21 March 2007

Sin, Morality, Moral Nihilism

On the plane back to California from Chicago, I sat next to two women in their thirties or forties. We eventually struck up a conversation and I learned that they were Evangelical Protestants coming back from a conference on kids' religious education in Chicago. At any rate, we began discussing various religious topics and I began to question them about their beliefs.

We got on the subject of sin and they maintained that all sin was the same in the eyes of God. Protestants are split on the issue, but the Catholic, orthodox position is that there is definitely some sins are more serious and damaging than others. The Catechism states: "Sins are rightly evaluated according to their gravity. The distinction between mortal and venial sin, already evident in Scripture, became part of the tradition of the Church. It is corroborated by human experience" (CCC, no. 1854).

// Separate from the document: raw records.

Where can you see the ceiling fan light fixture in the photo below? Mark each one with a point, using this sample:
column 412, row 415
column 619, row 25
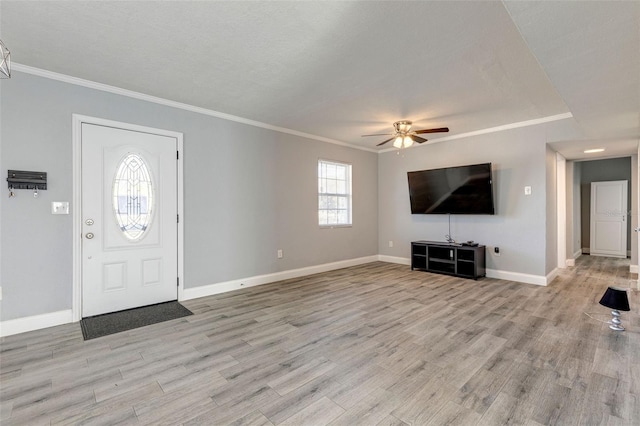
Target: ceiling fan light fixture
column 402, row 126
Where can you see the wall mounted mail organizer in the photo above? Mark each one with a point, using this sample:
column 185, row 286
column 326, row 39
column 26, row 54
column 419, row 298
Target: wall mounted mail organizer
column 20, row 179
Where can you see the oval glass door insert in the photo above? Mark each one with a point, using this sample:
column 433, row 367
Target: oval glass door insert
column 133, row 197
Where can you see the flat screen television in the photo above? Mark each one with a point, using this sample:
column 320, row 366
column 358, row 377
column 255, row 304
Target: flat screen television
column 452, row 190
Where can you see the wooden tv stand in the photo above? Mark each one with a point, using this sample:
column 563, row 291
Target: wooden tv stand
column 449, row 258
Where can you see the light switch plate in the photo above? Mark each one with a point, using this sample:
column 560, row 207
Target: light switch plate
column 59, row 207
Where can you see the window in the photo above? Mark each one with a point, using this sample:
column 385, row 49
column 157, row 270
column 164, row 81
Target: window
column 334, row 193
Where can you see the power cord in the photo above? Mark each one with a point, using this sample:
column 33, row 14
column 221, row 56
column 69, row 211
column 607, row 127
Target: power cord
column 596, row 319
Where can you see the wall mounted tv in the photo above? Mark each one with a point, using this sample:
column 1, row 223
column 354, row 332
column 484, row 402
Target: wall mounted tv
column 452, row 190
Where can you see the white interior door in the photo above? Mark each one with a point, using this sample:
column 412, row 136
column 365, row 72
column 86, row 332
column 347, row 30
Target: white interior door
column 609, row 219
column 129, row 219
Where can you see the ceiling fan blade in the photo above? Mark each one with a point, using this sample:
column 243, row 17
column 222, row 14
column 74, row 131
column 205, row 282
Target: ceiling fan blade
column 388, row 140
column 438, row 130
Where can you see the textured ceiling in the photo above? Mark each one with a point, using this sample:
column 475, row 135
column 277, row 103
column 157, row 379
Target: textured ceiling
column 342, row 69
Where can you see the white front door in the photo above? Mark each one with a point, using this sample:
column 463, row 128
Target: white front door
column 609, row 219
column 129, row 219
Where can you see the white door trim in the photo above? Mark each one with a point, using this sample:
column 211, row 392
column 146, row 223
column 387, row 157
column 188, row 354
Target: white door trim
column 76, row 204
column 561, row 206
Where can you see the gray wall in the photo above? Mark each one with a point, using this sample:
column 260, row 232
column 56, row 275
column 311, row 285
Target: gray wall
column 602, row 171
column 519, row 159
column 248, row 191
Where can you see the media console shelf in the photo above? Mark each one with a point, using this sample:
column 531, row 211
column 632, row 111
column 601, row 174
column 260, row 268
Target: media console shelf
column 448, row 258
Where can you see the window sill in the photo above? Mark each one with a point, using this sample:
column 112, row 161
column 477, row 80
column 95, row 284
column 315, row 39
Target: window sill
column 335, row 226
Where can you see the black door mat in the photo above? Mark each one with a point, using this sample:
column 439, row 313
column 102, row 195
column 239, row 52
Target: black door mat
column 105, row 324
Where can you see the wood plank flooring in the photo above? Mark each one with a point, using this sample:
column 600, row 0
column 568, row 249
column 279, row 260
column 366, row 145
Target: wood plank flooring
column 376, row 344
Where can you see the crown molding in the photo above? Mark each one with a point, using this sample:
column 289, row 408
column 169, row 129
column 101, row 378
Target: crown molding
column 495, row 129
column 173, row 104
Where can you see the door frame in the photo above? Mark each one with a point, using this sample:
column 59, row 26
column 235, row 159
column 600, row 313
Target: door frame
column 624, row 214
column 76, row 203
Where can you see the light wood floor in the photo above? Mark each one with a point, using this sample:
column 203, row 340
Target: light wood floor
column 376, row 344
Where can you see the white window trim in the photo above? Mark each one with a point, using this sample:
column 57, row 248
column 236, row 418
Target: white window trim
column 349, row 195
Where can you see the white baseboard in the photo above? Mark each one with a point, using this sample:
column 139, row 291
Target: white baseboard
column 393, row 259
column 223, row 287
column 36, row 322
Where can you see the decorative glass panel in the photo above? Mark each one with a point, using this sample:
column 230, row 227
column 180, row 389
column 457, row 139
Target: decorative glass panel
column 133, row 197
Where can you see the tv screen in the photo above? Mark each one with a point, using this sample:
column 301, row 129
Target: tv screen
column 452, row 190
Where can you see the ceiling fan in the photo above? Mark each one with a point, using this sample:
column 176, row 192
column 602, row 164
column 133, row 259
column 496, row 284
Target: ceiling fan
column 404, row 136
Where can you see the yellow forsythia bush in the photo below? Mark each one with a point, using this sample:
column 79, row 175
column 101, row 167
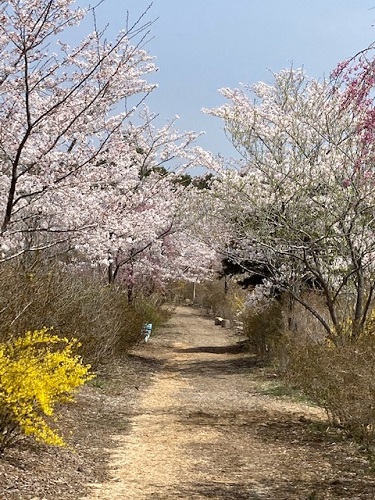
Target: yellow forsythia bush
column 37, row 371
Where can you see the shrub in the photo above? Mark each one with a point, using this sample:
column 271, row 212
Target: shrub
column 37, row 371
column 263, row 326
column 78, row 303
column 340, row 379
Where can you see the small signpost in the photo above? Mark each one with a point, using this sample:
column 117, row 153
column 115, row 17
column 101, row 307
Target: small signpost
column 146, row 331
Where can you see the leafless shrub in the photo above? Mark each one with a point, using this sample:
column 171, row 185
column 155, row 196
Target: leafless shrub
column 77, row 305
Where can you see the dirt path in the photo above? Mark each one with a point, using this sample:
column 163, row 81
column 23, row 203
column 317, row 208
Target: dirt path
column 204, row 430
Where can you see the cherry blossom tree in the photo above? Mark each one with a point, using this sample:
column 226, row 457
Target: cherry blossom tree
column 300, row 208
column 61, row 107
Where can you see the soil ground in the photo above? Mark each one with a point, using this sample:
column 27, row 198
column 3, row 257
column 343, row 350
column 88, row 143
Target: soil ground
column 190, row 415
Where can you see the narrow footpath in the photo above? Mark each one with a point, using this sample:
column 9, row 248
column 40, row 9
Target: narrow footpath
column 206, row 429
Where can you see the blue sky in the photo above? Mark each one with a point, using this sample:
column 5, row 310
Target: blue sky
column 203, row 45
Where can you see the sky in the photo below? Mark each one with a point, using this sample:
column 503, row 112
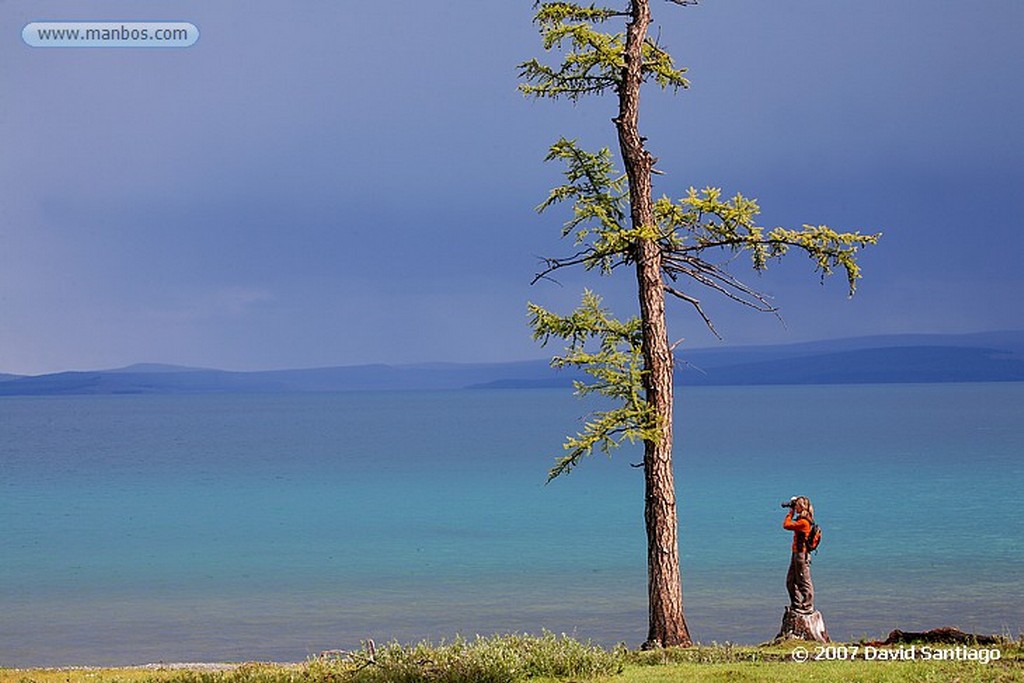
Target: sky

To those two women, however, stealing a box of Milk Duds was equivalent to triple homicide. My immediate reaction was similar to the last sentence in the portion of the Catechism quoted above—"This conception of sin makes zero sense! It doesn't jibe with human experience."

I think that Protestants who equivocate sin in this way are trying to stress the gravity and seriousness of all sin. What they end up accomplishing, ironically enough, is the introduction of a strange sort of moral nihilism as a bulwark against perceived relativism. Moral nihilism denies the basis of moral truth-assertions and concludes that all moral statements are equivalent. It is precisely in equivalency where nihilism and evangelical Christianity become eerily similar in one respect: just how much it does not matter what moral choices one makes.

The result of both positions is almost the same—in the case of evangelical Christianity, if sin is inevitable, and all sin is equally evil, then it doesn't matter which sin we choose; in the case of moral nihilism, all moral positions are equally groundless and therefore equally meaningless, so (morally speaking) our choice doesn't really matter.